Neben der höheren Mitarbeiterzufriedenheit stellte sich aber auch ein erhöhter Koordinationsbedarf heraus. Eine Prozessoptimierung und vermehrte Digitalisierung ist wichtig für die Kostenkontrolle, besonders bei Unternehmen mit geringen Margen.
Strategische Voraussetzungen für eine erfolgreiche Einführung
Unternehmen, die die 4 Tage Woche einführen wollen, müssen vorab wichtige strategische Ziele definieren und festlegen:
- Klare Zieldefinition auf Geschäftsleitungsebene
- Messbare Produktivitätsindikatoren
- Transparente Arbeitszeiterfassung
- Steuerung von Überstunden und Belastung
- Rechtliche und operative Absicherung
Achten Sie dabei vor allem auf mögliche Risiken :
- Ohne digitale Erfassung gibt es keine Transparenz über die effektive Arbeitszeit.

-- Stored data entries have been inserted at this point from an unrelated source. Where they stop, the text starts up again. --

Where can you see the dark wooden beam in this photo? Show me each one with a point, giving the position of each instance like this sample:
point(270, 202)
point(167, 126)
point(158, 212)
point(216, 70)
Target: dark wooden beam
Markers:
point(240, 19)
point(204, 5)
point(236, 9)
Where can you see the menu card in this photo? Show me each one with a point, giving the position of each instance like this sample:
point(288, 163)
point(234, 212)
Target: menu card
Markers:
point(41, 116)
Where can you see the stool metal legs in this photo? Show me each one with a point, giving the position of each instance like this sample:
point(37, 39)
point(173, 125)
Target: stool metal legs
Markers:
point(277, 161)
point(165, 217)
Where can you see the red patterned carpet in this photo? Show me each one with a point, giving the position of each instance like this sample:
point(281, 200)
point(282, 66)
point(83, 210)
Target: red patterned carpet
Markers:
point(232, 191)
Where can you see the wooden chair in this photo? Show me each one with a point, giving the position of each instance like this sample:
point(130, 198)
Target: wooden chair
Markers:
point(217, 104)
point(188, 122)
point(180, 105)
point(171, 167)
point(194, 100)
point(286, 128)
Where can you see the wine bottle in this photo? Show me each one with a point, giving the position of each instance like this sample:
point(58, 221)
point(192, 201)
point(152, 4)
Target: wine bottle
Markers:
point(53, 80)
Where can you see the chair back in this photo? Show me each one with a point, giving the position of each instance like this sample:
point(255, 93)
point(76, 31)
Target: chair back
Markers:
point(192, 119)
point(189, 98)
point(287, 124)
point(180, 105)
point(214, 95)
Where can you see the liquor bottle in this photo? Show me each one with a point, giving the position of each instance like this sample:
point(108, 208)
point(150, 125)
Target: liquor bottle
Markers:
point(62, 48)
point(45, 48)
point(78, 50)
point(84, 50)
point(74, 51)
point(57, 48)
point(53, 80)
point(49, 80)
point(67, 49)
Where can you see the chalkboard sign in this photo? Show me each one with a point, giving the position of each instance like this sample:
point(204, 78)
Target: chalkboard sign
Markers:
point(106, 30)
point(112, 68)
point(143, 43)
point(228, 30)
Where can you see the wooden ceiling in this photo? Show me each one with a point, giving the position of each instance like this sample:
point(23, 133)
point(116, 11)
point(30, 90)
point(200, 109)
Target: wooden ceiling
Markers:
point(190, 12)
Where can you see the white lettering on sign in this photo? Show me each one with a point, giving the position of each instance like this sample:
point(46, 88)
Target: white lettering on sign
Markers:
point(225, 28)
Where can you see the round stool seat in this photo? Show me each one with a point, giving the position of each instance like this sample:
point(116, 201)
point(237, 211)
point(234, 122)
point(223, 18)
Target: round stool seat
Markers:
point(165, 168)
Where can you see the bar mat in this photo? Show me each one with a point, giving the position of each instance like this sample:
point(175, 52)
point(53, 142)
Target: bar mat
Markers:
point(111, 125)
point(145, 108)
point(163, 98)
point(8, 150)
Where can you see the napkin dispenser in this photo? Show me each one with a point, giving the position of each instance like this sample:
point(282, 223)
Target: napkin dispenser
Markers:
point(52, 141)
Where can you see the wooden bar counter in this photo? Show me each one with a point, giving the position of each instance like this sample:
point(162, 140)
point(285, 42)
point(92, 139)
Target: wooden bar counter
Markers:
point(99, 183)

- Ungleichverteilung von Belastungen im Team sind zu vermeiden!
- Verschiedene Arbeitszeitmodelle können eine komplexe Koordination erfordern.
- Wichtig: Nur belastbare Daten zeigen die Wirksamkeit der 4 Tage Woche.
Digitale Arbeitszeiterfassung als Grundlage flexibler Arbeitszeitmodelle
Setzen Sie bei der Einführung der 4 Tage Woche auf eine gute Datenbasis. Digitale Systeme mit automatischen Prüfungen liefern eine übersichtliche Echtzeit-Transparenz aller wichtigen Zahlen und helfen bei der Überwachung von Belastung und Produktivität. Die zentrale Einsatzplanung beim Arbeitsmodell 4 Tage Woche lässt sich flexibel und rechtssicher gestalten.